The wild stock market of the past week has sent some into a panic and caused many others to take a closer look at their financial picture. But what is the stock market’s impact on real estate, and should you worry if you’re getting ready to buy a new home? Not much at this point, and not really, say financial experts.
So why isn’t a 1,175-point drop – the largest single-day dip in history – not a concern? First, because most financial experts saw some sort of correction coming because of the robust market over the last two years (and, as many expected, the market bounced back with a 567-point gain on Tuesday, although there could be more volatility in the short term).
“The stock market has been on a roller-coaster ride since late last week, with a historic one-day plunge in trading, and a ripple effect that struck the rest of the globe Tuesday,” said Inman. “But most economists will tell you the historic highs over the past two years were bound to result in a correction of sorts as investors reckon with the possibility of inflation and rising interest rates.”
Second, and most important to homebuyers, is the fact that any potential impact on real estate is expected to be nominal. “Real estate professionals, and potential homebuyers and sellers aren’t immune to the fears that reverberated across trading floors on Friday and again on Monday, they said, “but analysts say the effect on home prices, sales volume and lending activity will be minimal and temporary.”
Play the long game
Of course, the stock market isn’t one size fits all, and, depending on where your investments lie, you may, understandably, be worried. Economists and financial planners have generally had similar advice to “average investors” wondering how to respond to the stock market’s volatility: Think about your objectives and, “Stay put,” said CNN Money. It’s all about playing the long game.
“Are you saving for retirement? A future home purchase? If those goals are more than 10 years away, you probably don’t have much to worry about. While it’s hard to ignore the noise when the market experiences a dark day, it’s important to take the emotion out of trading.”
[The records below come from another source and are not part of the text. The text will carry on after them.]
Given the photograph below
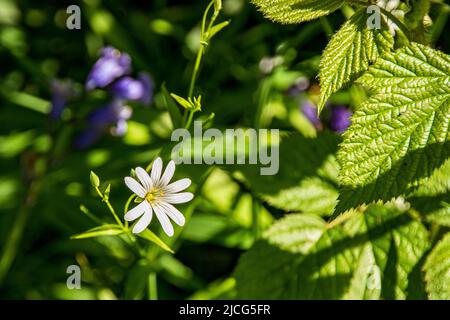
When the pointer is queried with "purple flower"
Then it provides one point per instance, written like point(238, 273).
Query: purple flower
point(62, 91)
point(111, 65)
point(113, 116)
point(340, 118)
point(139, 89)
point(310, 112)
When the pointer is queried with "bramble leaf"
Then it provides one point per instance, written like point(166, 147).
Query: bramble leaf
point(400, 135)
point(296, 11)
point(152, 237)
point(437, 269)
point(349, 53)
point(307, 176)
point(371, 256)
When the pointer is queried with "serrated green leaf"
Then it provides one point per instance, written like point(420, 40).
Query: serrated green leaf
point(400, 135)
point(437, 270)
point(104, 230)
point(349, 53)
point(301, 257)
point(429, 199)
point(296, 11)
point(307, 176)
point(217, 28)
point(150, 236)
point(175, 114)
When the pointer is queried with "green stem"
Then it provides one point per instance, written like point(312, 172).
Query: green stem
point(152, 286)
point(198, 61)
point(110, 207)
point(256, 209)
point(13, 241)
point(400, 24)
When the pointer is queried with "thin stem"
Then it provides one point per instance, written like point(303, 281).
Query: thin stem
point(152, 286)
point(110, 207)
point(361, 2)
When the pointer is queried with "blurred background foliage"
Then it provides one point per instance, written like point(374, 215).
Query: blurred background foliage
point(246, 80)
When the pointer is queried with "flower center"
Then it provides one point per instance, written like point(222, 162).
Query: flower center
point(153, 195)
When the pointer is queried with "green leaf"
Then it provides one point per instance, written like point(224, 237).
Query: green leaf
point(437, 270)
point(349, 53)
point(175, 114)
point(400, 135)
point(372, 255)
point(182, 101)
point(95, 181)
point(296, 11)
point(105, 230)
point(307, 176)
point(429, 199)
point(150, 236)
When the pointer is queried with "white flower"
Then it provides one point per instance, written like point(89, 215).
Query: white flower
point(157, 196)
point(391, 6)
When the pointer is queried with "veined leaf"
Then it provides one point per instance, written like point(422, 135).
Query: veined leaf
point(104, 230)
point(370, 256)
point(150, 236)
point(296, 11)
point(307, 176)
point(437, 270)
point(400, 135)
point(349, 53)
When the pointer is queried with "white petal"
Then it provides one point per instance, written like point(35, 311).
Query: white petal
point(173, 213)
point(144, 178)
point(178, 186)
point(168, 174)
point(134, 186)
point(136, 212)
point(178, 197)
point(156, 171)
point(164, 220)
point(143, 223)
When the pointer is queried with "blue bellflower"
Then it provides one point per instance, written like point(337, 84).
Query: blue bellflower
point(111, 65)
point(130, 89)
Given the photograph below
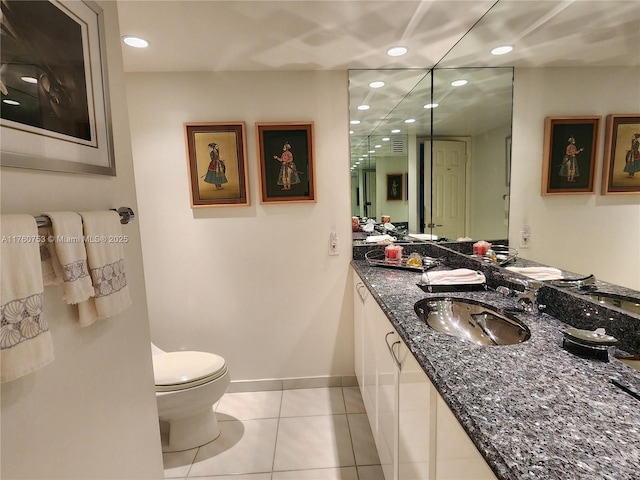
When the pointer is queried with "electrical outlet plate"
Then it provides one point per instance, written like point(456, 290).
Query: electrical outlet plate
point(333, 244)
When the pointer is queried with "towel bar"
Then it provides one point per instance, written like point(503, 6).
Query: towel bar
point(126, 216)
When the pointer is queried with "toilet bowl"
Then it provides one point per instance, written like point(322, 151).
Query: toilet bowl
point(188, 384)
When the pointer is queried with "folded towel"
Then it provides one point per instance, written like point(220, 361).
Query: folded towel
point(51, 268)
point(379, 239)
point(25, 340)
point(105, 255)
point(538, 273)
point(459, 276)
point(69, 260)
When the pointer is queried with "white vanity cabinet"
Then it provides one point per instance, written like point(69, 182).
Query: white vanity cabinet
point(416, 434)
point(377, 374)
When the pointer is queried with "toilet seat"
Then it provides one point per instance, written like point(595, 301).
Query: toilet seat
point(181, 370)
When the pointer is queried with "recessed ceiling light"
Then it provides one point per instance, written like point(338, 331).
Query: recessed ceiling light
point(136, 42)
point(397, 51)
point(502, 50)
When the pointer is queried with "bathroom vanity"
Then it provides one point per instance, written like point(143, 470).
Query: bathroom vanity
point(441, 407)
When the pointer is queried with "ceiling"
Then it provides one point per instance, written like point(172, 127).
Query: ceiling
point(239, 35)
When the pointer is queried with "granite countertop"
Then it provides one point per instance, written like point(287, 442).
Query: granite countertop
point(533, 410)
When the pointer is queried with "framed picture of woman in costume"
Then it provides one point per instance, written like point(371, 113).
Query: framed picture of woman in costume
point(621, 168)
point(216, 156)
point(570, 155)
point(286, 162)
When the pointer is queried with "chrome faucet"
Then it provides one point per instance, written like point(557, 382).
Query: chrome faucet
point(528, 298)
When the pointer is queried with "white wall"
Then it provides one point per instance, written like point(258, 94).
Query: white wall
point(254, 284)
point(581, 233)
point(91, 413)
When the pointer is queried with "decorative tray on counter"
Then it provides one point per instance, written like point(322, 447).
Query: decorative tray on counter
point(377, 258)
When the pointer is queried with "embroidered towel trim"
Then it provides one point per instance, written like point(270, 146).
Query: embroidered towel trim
point(105, 255)
point(69, 257)
point(538, 273)
point(25, 340)
point(459, 276)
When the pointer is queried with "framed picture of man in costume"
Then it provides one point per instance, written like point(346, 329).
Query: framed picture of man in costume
point(621, 167)
point(216, 155)
point(570, 155)
point(286, 162)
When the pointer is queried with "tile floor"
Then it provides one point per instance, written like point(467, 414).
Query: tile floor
point(304, 434)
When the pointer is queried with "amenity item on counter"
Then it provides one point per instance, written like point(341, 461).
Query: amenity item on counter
point(480, 248)
point(459, 276)
point(538, 273)
point(393, 253)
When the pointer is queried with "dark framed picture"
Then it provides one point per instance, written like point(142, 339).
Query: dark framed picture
point(394, 186)
point(286, 162)
point(570, 155)
point(55, 99)
point(621, 168)
point(217, 158)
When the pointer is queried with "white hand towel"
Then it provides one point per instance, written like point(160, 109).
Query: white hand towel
point(25, 340)
point(459, 276)
point(105, 255)
point(71, 261)
point(538, 273)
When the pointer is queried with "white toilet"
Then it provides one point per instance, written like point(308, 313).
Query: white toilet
point(188, 384)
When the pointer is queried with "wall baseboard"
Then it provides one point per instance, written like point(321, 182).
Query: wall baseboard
point(291, 383)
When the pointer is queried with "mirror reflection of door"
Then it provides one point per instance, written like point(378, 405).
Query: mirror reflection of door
point(448, 188)
point(370, 189)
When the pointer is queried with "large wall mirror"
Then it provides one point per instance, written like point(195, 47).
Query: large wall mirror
point(567, 54)
point(432, 149)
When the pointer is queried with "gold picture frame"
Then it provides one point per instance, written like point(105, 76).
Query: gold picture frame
point(217, 164)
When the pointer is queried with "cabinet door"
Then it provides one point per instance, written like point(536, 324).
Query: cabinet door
point(384, 387)
point(416, 418)
point(456, 455)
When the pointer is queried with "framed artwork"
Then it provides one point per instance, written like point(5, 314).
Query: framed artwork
point(286, 162)
point(394, 186)
point(55, 99)
point(570, 154)
point(217, 160)
point(621, 168)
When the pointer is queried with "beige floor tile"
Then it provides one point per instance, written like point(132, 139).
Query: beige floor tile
point(364, 447)
point(243, 447)
point(353, 399)
point(249, 405)
point(313, 442)
point(312, 401)
point(177, 464)
point(344, 473)
point(370, 472)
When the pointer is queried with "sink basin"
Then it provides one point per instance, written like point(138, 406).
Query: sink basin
point(628, 304)
point(471, 321)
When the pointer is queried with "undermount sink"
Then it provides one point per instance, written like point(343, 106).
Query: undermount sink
point(471, 321)
point(628, 304)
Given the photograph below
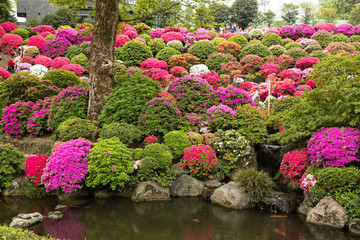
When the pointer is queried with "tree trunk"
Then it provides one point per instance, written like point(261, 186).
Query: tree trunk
point(101, 55)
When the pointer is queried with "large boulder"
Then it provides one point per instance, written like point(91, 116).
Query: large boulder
point(150, 191)
point(26, 220)
point(354, 226)
point(186, 186)
point(231, 195)
point(17, 188)
point(328, 212)
point(281, 202)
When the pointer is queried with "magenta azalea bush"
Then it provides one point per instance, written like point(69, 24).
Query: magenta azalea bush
point(66, 168)
point(335, 146)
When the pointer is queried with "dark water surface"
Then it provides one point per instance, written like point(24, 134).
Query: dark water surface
point(178, 219)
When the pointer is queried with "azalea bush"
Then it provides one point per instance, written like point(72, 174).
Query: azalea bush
point(110, 165)
point(294, 164)
point(34, 168)
point(159, 116)
point(201, 160)
point(67, 166)
point(334, 146)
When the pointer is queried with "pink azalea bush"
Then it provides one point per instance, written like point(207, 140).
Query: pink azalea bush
point(58, 62)
point(75, 68)
point(154, 63)
point(335, 146)
point(67, 166)
point(37, 41)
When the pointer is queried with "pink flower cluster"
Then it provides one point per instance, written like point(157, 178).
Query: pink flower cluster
point(67, 166)
point(335, 146)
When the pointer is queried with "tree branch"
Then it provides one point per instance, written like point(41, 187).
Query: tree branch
point(149, 15)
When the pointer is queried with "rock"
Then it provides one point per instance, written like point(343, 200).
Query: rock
point(104, 193)
point(281, 202)
point(150, 191)
point(79, 193)
point(305, 206)
point(354, 226)
point(186, 186)
point(26, 220)
point(329, 213)
point(177, 167)
point(212, 184)
point(231, 196)
point(55, 215)
point(207, 193)
point(17, 187)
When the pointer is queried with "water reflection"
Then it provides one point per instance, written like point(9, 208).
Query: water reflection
point(178, 219)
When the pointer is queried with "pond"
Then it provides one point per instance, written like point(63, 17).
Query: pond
point(178, 219)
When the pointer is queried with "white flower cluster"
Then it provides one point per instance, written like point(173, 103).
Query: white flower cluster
point(38, 70)
point(199, 69)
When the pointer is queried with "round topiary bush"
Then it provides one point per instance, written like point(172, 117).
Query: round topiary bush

On the other hand, if you have a more immediate goal of buying a home and your down payment is tied to your investments, it’s probably time to call your financial advisor and reevaluate your portfolio.
What does all of this mean for real estate?
That depends on what aspect of real estate you’re talking about. Publicly traded real estate-based companies including “Realogy, Zillow, Redfin, News Corp, and Re/Max “posted modest losses between end of trading on Thursday and Monday’s close,” said Inman. Real estate investors also felt an immediate pinch. “The plunge also resonated through real estate investment trust stocks, resulting in a 2.9% drop in the FTSE NAREIT All Equity REIT Index Monday,” said BISNOW. But, National Association of Real Estate Investment Trusts (NAREIT) “economist Brad Case said the 2.86% drop in the All Equity REIT index, though sizable, will be short-lived.”
The potential for dipping consumer confidence can have a far greater impact on the overall economy and, specifically, the real estate market.
“Consumer confidence is a major consideration when people purchase durable goods and real estate,” said ZACKS. “Few people are likely to commit to a big mortgage payment if they feel that their economic future is uncertain. When the stock market retreats and the value of portfolios declines, investors are impacted psychologically. Even if the portfolios are in IRAs, which will not be touched for years, people’s confidence is shaken. Loss of confidence can spread like a virus, affecting others who have not been financially hurt but have nevertheless become unnerved.”
Which leads us back to the overall economy. U.S. jobs data released last week showed that “wage growth is picking up,” said CNN Money. Even small upticks in mortgage rates haven’t slowed down the real estate market, especially in light of consistent news about rising rents across the country that can make owning a home more affordable than paying someone else’s mortgage in many cities.
The stability of real estate as an asset should shield the industry – and those who are looking to be a part of it, even as stocks rise and fall. “Back when the internet bubble burst in the year 2000, during that period, that’s when the housing market began to steadily rise,” National Association of Realtors Chief Economist Lawrence Yun told Inman. “That means that as people felt their financial assets to be very volatile, people were looking for more stable assets, which they perceived that real estate could provide.”